As a full-time graduate student (again), I have tons of reading and writing and class-attending to mix in with the military and civilian roles, yet when I'm "dialed in" to the curriculum I really, really enjoy it and feel like it has everything to do with the direction I'm headed in life and I need to and want to continue to do that, too. On the surface, my graduate program has nothing to do with my civilian career, which I fully intend to continue for a long while, and it also is separate from at least my next immediate few years in the military. This adds to the "Who am I?" of my call to continue this study when I already have two major roles that do not currently coincide with it.
I'm a new parent, and it's wonderful and in so many moments I feel that's there's nothing else in the world I should be doing rather than just being family with my child and my wife, and all the other family (blood or otherwise) that regularly touches my being. There's a reality of course that in order to have those moments I still need to work, maintain a home, provide food, and be an active player in the communities I live in. But in the same way, just being family is a place I really just want to stay in forever.
Then there are those times when I have been given the opportunity to deliver messages. Whether to the graduating high school class, a group of Scouts, resident volunteers of a community, or the members of a church congregation...I truly enjoy bringing thoughts and ideas I have put together, perhaps well-referenced, to other people. It is a challenge for me to get started in the preparation phase of delivering a message--though when I have put in that effort, and put myself into the words shaping the message, the actually delivery is so fun! Where does this part of me fit in amongst all the different roles?
I could go on and on. I truly love being connected to many communities and the various roles in which I relate to each community.

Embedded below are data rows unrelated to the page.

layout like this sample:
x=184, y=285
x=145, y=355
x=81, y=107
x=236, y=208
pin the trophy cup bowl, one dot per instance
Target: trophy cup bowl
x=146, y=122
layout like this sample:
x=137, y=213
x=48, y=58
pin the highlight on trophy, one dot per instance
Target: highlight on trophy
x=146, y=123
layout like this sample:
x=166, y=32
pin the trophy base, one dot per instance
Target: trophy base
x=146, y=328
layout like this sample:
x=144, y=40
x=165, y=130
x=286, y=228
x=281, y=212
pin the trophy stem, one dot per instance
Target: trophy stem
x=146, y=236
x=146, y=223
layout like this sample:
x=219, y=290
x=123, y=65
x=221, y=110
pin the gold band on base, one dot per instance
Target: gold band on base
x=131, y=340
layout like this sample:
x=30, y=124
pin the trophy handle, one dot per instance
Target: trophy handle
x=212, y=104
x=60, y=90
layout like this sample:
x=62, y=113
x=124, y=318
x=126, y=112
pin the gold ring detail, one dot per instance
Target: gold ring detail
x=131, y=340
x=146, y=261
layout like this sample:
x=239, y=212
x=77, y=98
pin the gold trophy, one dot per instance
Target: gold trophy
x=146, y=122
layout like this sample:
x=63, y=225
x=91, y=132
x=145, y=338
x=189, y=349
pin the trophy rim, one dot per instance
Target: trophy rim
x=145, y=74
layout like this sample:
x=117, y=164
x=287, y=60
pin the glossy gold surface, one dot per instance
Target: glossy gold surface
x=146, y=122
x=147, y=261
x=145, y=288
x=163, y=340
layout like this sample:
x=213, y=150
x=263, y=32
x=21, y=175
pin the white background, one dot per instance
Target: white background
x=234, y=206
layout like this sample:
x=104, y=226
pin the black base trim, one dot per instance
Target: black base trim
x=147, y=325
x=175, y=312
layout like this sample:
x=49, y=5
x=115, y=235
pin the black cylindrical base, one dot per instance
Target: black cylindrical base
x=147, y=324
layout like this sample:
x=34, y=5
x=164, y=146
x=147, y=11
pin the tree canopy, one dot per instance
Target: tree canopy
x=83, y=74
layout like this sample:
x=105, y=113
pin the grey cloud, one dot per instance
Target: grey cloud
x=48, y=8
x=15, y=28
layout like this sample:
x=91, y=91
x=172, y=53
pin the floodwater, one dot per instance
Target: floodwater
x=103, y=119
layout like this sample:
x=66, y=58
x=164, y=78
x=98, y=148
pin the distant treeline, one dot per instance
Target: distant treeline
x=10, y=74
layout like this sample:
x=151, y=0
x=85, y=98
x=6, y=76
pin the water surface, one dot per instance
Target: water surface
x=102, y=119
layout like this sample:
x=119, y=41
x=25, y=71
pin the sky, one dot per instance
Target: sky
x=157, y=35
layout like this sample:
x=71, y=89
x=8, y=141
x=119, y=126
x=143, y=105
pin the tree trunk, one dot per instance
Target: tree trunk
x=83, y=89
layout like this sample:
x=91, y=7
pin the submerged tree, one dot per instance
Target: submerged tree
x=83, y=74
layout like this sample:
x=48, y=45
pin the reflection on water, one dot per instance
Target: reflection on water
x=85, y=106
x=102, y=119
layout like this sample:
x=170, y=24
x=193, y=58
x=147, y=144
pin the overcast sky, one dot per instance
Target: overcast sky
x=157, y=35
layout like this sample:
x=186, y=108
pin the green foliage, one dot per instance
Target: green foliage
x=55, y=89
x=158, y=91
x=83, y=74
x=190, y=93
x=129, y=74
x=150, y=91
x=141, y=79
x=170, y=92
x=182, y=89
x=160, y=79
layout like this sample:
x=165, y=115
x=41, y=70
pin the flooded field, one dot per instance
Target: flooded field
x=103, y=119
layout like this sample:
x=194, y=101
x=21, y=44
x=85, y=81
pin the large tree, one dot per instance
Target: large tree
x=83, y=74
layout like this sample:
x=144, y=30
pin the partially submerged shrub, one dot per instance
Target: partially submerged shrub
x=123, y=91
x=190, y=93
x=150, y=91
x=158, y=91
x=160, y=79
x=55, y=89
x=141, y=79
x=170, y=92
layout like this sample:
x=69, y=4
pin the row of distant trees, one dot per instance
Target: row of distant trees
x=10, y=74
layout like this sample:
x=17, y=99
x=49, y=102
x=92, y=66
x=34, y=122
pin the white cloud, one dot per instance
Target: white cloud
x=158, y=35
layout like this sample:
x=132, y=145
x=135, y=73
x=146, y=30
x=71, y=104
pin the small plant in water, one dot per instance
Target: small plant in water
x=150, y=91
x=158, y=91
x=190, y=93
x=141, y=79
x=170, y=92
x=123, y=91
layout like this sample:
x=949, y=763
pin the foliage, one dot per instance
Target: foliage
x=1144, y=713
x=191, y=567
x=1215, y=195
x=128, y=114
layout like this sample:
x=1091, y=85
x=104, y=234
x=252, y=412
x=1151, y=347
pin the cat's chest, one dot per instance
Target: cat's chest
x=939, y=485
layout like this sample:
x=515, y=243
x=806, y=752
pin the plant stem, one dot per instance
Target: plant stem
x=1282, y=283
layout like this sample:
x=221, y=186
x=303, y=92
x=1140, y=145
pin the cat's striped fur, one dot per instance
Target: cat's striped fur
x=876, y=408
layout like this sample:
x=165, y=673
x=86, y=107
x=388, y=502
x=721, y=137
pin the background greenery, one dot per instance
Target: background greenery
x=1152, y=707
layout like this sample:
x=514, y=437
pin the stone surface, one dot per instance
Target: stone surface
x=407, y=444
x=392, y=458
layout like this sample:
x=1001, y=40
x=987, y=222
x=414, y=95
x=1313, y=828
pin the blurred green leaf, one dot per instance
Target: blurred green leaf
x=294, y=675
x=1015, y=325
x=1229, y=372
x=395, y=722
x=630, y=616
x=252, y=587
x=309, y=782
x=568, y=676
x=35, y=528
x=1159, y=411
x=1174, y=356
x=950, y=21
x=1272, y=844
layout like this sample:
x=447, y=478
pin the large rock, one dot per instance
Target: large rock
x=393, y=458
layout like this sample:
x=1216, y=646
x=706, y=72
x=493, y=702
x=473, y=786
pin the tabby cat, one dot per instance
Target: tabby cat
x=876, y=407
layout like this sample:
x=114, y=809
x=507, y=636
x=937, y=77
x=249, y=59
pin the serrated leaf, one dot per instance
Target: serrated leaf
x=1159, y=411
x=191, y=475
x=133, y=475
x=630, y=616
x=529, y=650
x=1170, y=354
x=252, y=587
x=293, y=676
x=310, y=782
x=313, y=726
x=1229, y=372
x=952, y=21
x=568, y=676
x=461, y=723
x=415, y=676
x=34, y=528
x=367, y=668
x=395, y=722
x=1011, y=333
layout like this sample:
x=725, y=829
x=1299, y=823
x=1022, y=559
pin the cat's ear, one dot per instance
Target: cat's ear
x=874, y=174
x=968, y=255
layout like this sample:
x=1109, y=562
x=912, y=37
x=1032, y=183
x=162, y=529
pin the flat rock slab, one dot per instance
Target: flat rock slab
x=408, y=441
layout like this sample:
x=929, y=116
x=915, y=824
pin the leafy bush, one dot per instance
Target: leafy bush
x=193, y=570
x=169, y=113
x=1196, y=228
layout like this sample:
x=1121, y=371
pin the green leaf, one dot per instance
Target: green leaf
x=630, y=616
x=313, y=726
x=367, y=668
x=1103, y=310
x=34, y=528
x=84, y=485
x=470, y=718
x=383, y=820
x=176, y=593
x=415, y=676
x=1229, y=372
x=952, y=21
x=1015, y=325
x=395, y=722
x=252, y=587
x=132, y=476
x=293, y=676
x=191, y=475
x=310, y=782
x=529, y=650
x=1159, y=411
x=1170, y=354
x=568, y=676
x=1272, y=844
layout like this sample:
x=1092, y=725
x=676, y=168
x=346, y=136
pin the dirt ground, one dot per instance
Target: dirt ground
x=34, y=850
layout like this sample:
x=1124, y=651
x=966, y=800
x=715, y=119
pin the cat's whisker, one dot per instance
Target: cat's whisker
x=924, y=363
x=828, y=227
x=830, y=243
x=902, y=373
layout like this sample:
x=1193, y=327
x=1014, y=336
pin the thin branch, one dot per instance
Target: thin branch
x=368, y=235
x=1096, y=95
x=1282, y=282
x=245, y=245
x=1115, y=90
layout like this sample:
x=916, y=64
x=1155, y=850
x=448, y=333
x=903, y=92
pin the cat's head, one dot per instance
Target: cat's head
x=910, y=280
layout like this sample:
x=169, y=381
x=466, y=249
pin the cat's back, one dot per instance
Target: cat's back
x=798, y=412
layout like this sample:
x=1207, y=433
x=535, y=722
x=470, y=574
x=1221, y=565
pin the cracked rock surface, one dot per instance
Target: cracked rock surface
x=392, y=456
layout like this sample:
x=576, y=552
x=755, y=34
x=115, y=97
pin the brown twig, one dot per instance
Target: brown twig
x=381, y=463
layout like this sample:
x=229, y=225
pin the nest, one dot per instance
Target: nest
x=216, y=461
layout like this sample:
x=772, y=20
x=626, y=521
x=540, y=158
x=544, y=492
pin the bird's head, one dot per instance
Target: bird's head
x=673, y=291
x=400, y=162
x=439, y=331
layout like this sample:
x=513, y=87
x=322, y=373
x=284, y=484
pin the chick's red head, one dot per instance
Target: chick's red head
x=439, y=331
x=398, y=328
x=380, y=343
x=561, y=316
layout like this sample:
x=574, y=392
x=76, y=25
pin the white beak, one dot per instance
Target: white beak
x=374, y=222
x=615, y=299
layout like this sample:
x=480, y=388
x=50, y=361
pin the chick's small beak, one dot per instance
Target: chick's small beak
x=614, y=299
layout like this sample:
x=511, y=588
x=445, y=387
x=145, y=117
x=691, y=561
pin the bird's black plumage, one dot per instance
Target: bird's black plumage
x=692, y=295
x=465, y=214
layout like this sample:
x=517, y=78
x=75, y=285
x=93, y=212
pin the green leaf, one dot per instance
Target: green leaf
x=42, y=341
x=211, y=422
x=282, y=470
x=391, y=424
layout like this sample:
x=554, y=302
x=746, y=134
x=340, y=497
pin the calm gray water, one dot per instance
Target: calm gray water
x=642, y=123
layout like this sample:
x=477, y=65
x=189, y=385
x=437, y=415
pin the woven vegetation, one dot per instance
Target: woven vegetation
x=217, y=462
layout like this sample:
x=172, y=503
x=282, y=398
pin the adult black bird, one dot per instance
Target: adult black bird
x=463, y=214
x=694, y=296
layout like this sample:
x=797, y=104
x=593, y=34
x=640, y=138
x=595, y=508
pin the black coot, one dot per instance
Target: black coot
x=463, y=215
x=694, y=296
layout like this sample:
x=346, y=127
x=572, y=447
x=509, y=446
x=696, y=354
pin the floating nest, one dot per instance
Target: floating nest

I'm a business owner (DBA), I run a local media channel (Wayne County Life), I'm an elder at my church, a member of a summer residential community, an alumnus of an academic Greek fraternity who maintains ties to current brothers and other alumni, a huge fan of the Adirondack Mountains of New York State, a willing traveler, a compulsive social-media content producer, etc. etc.
I don't pretend there aren't others who are also uber-stretched like me, because in many aspects of community efforts--across various organizations--I certainly see many of the same faces over and over. Yet, there is only one me, and I'm not sure how the others feel about the multiplicity of roles in their lives. I sometimes feel like I should have someone diagnose me for my tendency to say "Yes" and put myself into so many different places, and seemingly at once. Most of the time though, I just love being me. When the thought about being "too busy" comes up, I always come to the conclusion that it's much easier to be American-busy and over-committed when a person is doing the things that he or she loves to do.
As for me, I love what I do. So I'll do it, and the way it works out in the big picture of life is in God's supremely-capable, creative, and gracious care. Amen.